Alan Milway is coach to Atherton Racing, has worked with many top riders and teams and has coached five World Champions. Here he looks at the state of the tracks that World Cup racers currently face.
Words: Alan Milway Photos: Seb Schieck and Ben Winder
Training to race the World Cup downhill series is a very varied task. Ultimately, the track is what you need to conquer and prepare for – it isn’t a head–to–head sport, it is you against the clock. Unlike a time trial on the road, this time trial is through section upon section of obstacles that you have to successfully negotiate as you use gravity and human effort to strive for that finish line beam.
Yes you need to be fit, the effort of doing this all–out attack for minutes on end is tiring; and you need to be strong too… from accelerating, to resisting compressions, and even reducing the likelihood of injuries, strength is far more than just an insurance policy.
However, the nature of the track is the excitement, the challenge, and ultimately the whole raison d’etre for a downhiller. Some athletes travel around the world and see an environment that is pretty much identical wherever they go; a gym hall, a swimming pool, a running track, an ice rink, a basketball court… the list goes on of sports and sportsmen who deliver their skill in an environment that doesn’t change from event to event, or year to year. Their skill is honed for a closed environment, where the tempo, rhythm and execution are all pre-defined and it doesn’t change whether they are in Moscow or Madrid.
For a downhill racer, it couldn’t be more different – the track tells us what we need to be good at and prepare for – and the variety can be huge; dry, dusty, wet, muddy, rooty, rocky, steep, pedally, big jumps, slow or fast. Tracks can be varied and one rider can be suited to a certain type of track or challenge over another.

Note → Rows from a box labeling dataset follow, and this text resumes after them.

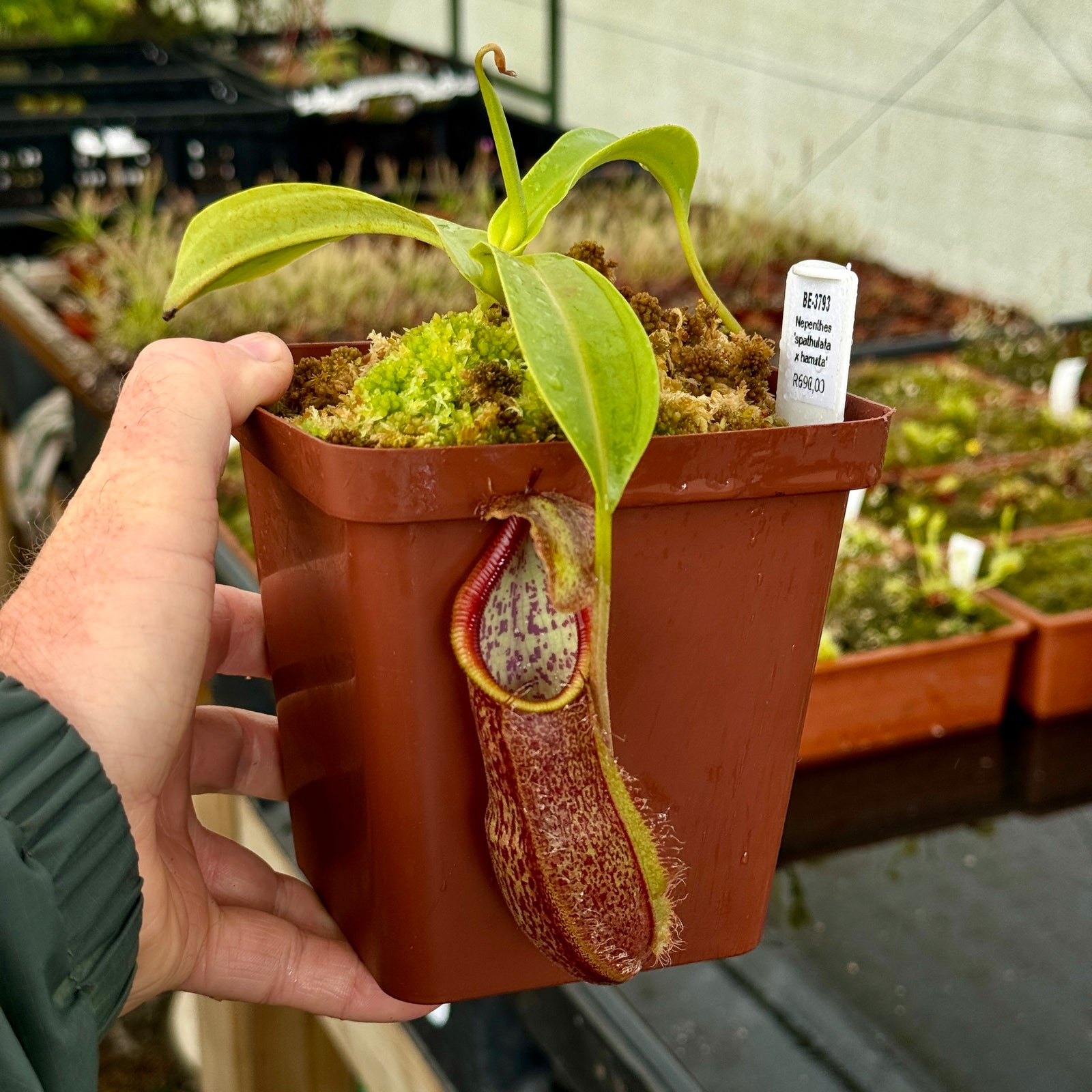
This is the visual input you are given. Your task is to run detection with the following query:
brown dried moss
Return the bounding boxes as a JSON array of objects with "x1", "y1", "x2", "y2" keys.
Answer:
[
  {"x1": 276, "y1": 239, "x2": 784, "y2": 446},
  {"x1": 276, "y1": 345, "x2": 370, "y2": 417}
]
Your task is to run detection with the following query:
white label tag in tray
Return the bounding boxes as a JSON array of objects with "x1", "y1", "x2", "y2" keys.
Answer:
[
  {"x1": 948, "y1": 531, "x2": 986, "y2": 588},
  {"x1": 842, "y1": 489, "x2": 868, "y2": 523},
  {"x1": 1047, "y1": 356, "x2": 1088, "y2": 417}
]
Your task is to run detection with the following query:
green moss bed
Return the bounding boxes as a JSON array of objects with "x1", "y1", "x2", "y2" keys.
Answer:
[
  {"x1": 850, "y1": 360, "x2": 1011, "y2": 415},
  {"x1": 1001, "y1": 535, "x2": 1092, "y2": 614},
  {"x1": 819, "y1": 524, "x2": 1009, "y2": 661},
  {"x1": 864, "y1": 448, "x2": 1092, "y2": 534},
  {"x1": 850, "y1": 362, "x2": 1092, "y2": 470},
  {"x1": 274, "y1": 242, "x2": 783, "y2": 448}
]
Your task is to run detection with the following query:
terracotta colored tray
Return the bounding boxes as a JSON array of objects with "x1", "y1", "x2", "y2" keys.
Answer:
[{"x1": 801, "y1": 620, "x2": 1031, "y2": 764}]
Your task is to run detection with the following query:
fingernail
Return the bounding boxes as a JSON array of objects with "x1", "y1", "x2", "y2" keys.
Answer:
[{"x1": 227, "y1": 333, "x2": 285, "y2": 364}]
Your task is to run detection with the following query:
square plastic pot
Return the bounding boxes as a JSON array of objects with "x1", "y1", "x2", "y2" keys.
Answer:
[
  {"x1": 238, "y1": 346, "x2": 891, "y2": 1003},
  {"x1": 801, "y1": 608, "x2": 1030, "y2": 766},
  {"x1": 990, "y1": 588, "x2": 1092, "y2": 719}
]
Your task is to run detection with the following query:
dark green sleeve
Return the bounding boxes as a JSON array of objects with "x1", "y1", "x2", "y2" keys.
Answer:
[{"x1": 0, "y1": 675, "x2": 141, "y2": 1092}]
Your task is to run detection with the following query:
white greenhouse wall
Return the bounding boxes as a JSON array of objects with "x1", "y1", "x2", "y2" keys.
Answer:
[{"x1": 328, "y1": 0, "x2": 1092, "y2": 319}]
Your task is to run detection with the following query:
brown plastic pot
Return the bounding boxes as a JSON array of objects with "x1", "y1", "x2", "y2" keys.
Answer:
[
  {"x1": 238, "y1": 346, "x2": 891, "y2": 1003},
  {"x1": 801, "y1": 620, "x2": 1030, "y2": 766},
  {"x1": 987, "y1": 520, "x2": 1092, "y2": 719}
]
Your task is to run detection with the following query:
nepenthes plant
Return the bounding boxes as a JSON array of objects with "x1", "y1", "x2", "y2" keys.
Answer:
[{"x1": 165, "y1": 44, "x2": 768, "y2": 981}]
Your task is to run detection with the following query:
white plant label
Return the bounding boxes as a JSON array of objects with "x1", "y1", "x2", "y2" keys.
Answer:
[
  {"x1": 844, "y1": 489, "x2": 868, "y2": 523},
  {"x1": 1047, "y1": 356, "x2": 1088, "y2": 417},
  {"x1": 777, "y1": 259, "x2": 857, "y2": 425},
  {"x1": 948, "y1": 531, "x2": 986, "y2": 588}
]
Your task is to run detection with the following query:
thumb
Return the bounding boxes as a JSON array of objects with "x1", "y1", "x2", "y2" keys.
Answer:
[{"x1": 72, "y1": 333, "x2": 291, "y2": 556}]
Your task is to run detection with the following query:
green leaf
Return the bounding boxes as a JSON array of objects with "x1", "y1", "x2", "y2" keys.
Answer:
[
  {"x1": 493, "y1": 247, "x2": 659, "y2": 511},
  {"x1": 489, "y1": 129, "x2": 618, "y2": 250},
  {"x1": 164, "y1": 182, "x2": 487, "y2": 318},
  {"x1": 488, "y1": 126, "x2": 743, "y2": 333}
]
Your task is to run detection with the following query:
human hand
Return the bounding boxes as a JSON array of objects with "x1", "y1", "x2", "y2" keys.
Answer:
[{"x1": 0, "y1": 334, "x2": 429, "y2": 1020}]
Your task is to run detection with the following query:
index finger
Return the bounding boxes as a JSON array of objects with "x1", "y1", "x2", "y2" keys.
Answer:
[{"x1": 201, "y1": 584, "x2": 270, "y2": 679}]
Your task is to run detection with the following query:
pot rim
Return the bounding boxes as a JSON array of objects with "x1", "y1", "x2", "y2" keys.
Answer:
[
  {"x1": 983, "y1": 588, "x2": 1092, "y2": 630},
  {"x1": 235, "y1": 346, "x2": 892, "y2": 523}
]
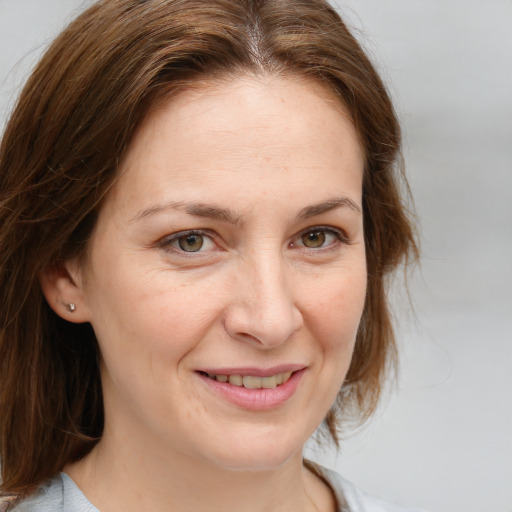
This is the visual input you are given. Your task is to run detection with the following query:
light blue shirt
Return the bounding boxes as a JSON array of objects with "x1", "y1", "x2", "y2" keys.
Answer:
[{"x1": 7, "y1": 468, "x2": 419, "y2": 512}]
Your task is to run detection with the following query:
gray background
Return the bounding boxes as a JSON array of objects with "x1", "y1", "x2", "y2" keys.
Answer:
[{"x1": 0, "y1": 0, "x2": 512, "y2": 512}]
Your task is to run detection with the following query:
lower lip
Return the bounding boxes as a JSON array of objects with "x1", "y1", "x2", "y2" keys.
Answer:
[{"x1": 197, "y1": 369, "x2": 306, "y2": 411}]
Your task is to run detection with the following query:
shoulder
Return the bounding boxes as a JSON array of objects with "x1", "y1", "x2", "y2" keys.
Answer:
[
  {"x1": 6, "y1": 473, "x2": 99, "y2": 512},
  {"x1": 319, "y1": 468, "x2": 428, "y2": 512},
  {"x1": 2, "y1": 475, "x2": 64, "y2": 512}
]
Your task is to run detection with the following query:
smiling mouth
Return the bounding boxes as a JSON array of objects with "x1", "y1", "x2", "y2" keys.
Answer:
[{"x1": 199, "y1": 372, "x2": 294, "y2": 389}]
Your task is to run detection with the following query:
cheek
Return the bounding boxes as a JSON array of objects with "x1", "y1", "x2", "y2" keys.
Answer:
[{"x1": 304, "y1": 265, "x2": 367, "y2": 355}]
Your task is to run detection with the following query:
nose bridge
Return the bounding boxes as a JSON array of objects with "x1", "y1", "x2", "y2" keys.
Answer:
[{"x1": 227, "y1": 243, "x2": 302, "y2": 347}]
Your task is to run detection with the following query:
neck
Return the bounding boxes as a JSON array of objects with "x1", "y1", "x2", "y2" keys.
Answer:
[{"x1": 65, "y1": 424, "x2": 334, "y2": 512}]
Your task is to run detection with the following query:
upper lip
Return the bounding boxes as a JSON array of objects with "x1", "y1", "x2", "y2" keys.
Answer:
[{"x1": 198, "y1": 364, "x2": 306, "y2": 377}]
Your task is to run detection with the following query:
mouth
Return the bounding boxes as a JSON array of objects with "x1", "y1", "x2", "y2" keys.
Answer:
[{"x1": 199, "y1": 371, "x2": 295, "y2": 389}]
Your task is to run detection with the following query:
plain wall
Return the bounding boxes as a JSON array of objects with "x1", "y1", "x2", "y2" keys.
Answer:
[{"x1": 0, "y1": 0, "x2": 512, "y2": 512}]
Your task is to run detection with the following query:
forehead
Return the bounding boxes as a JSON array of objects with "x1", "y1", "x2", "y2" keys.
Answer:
[{"x1": 105, "y1": 76, "x2": 364, "y2": 218}]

And within the tapes is really the where you find the crux of the challenge – how do you pick the best route down? Line choice, memorising the track, and linking together sections to maximise your average speed is a skill too – a craft that once was high on the priority list for a World Cup racer. Sam Hill is arguably one of the best at this, his creativity and ability to find otherwise impossible or obsolete lines to carve time out of his run and leave the rest of us head scratching. Inside to inside, rock gaps, pre-jumping rough rocks, he is a master of this craft and I wonder if his period of dominant runs were because he could fully use this skill to his advantage on the tracks raced?
There has definitely been an evolution of downhill tracks. Back in the early to mid nineties they were essentially fire road blasts, with big gears, tucked in elbows and peaks off the helmet to utilize aerodynamics – pretty much the summer equivalent of downhill skiing. Gradually the tracks got more technical, but still were very long – when Rob Warner won the World Cup held in Kaprun in 1996, his winning time was 7mins 15secs!